普段なら学校にいる筈の時間にも拘わらず、昶は部屋のベッドの上で、毛布を被ってぼんやりと目を泳がせていた。

とは言っても、ただ怠惰に時間を浪費している訳ではない。

38.2℃。それがついさっき計った体温だった。

つまり、風邪だ。


「ん、げほ……」


軽く咳をするだけで、嫌な痛みが喉に走る。


「あー、最悪」


頭は痛いし目眩はするし……。何より、熱が出たのなんか久しぶりだから、余計に辛い。

だが風邪薬もないし、自力で病院に行くことすらできないので、とりあえず耐えるしかなく……。


「そういや白銀は……」


どこに行ったのだろう。

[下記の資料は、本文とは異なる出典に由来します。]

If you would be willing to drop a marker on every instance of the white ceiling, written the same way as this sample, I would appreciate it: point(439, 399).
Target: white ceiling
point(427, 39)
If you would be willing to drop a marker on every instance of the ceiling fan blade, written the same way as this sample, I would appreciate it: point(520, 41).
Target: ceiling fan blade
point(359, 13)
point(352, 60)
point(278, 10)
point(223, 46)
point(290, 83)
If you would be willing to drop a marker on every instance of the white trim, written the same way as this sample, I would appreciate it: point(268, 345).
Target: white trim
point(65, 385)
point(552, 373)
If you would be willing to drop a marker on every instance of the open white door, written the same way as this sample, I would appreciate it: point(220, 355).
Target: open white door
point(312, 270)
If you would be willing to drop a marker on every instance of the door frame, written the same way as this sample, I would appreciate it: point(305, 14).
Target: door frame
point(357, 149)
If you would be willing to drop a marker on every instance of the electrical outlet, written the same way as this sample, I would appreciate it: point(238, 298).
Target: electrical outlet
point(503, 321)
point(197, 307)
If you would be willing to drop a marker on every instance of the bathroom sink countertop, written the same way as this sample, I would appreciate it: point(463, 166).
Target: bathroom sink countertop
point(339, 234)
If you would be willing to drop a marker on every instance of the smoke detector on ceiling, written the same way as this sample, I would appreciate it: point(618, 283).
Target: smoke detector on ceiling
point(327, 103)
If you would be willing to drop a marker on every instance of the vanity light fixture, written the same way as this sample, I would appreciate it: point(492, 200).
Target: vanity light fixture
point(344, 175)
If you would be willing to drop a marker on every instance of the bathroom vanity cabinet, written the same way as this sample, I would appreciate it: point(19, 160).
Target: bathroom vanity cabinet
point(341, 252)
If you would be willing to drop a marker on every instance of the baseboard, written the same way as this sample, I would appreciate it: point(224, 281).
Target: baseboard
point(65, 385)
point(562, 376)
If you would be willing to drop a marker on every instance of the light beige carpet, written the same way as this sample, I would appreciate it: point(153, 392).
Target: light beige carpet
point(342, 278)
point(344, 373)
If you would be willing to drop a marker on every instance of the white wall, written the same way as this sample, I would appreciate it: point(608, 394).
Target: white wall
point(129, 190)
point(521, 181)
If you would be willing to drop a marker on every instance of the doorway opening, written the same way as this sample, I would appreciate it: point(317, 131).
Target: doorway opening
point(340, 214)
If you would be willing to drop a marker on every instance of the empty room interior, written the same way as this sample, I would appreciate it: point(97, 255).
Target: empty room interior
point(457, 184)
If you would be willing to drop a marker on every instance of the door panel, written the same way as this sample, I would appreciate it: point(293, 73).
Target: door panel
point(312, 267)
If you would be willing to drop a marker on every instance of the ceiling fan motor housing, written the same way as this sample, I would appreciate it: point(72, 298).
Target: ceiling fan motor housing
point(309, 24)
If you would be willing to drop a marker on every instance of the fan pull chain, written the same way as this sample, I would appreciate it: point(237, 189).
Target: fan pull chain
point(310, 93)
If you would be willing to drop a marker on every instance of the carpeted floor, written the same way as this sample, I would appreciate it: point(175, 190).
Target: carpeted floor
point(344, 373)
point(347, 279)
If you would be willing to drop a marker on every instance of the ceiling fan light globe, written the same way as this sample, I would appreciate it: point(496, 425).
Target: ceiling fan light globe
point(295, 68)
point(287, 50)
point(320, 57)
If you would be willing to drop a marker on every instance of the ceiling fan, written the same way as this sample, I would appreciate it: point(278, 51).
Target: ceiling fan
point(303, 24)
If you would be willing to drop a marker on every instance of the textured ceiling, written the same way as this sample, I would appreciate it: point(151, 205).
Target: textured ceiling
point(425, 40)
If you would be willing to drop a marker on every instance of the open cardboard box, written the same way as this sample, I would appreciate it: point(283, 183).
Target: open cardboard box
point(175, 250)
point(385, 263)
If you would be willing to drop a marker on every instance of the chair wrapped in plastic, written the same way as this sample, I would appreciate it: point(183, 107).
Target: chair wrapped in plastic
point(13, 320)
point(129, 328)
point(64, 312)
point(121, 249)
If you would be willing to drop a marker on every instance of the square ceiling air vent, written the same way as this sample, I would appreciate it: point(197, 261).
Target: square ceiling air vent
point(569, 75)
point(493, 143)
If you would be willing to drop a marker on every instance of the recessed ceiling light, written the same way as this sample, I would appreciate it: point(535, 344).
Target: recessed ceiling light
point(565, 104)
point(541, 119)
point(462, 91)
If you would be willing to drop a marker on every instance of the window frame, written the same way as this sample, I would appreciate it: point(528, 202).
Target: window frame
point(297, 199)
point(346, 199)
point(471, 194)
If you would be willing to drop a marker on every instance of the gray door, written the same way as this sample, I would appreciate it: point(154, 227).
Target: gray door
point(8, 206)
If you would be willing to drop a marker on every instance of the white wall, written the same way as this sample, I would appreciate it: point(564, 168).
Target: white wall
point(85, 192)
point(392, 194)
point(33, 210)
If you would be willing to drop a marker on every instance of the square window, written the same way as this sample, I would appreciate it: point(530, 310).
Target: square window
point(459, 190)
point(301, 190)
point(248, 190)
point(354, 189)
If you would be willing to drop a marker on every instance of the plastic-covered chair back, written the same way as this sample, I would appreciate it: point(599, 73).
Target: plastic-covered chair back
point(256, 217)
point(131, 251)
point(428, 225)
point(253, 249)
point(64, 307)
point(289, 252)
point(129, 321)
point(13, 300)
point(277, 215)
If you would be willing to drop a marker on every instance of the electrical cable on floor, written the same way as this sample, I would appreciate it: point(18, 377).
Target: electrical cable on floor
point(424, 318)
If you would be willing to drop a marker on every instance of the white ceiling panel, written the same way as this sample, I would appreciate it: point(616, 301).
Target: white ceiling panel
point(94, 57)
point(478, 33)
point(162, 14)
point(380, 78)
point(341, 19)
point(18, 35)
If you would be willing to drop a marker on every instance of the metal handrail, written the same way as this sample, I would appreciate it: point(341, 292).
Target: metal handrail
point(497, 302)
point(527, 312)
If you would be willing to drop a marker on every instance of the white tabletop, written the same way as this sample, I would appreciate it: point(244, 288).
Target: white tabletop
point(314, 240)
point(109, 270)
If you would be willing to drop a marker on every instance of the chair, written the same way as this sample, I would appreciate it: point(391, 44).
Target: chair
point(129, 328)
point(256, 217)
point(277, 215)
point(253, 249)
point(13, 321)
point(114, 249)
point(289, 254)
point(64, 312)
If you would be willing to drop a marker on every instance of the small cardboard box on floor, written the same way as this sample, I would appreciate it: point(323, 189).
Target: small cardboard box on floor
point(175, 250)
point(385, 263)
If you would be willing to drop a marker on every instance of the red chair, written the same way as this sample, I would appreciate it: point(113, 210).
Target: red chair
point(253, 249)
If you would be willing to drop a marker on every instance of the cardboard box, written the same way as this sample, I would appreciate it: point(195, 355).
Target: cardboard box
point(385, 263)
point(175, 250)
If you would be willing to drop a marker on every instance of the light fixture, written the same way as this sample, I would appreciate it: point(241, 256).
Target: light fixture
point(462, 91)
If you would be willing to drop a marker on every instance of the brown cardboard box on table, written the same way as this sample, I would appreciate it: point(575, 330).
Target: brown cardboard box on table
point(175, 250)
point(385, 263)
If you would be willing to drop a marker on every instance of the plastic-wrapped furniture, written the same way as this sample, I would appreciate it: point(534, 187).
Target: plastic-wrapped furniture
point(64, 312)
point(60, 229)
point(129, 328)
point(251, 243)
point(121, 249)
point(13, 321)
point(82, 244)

今朝から姿が見えない。

まあ今いられても、煩くて迷惑なだけだ。

……風邪で弱っているせいか、一瞬心細いと思ってしまった自分が凄く悔しい。


そんなことを考えながら、再び眠ろうとしたときだった。

ばんっ、と勢いよく開かれるドア。そして、


「昶ー!起きてるー?」


賢吾が飛び込んできた。


「っ!げほ、げほっ!!」

「うわ、ごめん!驚いた?」

「当たり前だ…!」


寝込みに突然怒鳴り込まれて驚かない奴なんかいないと思う。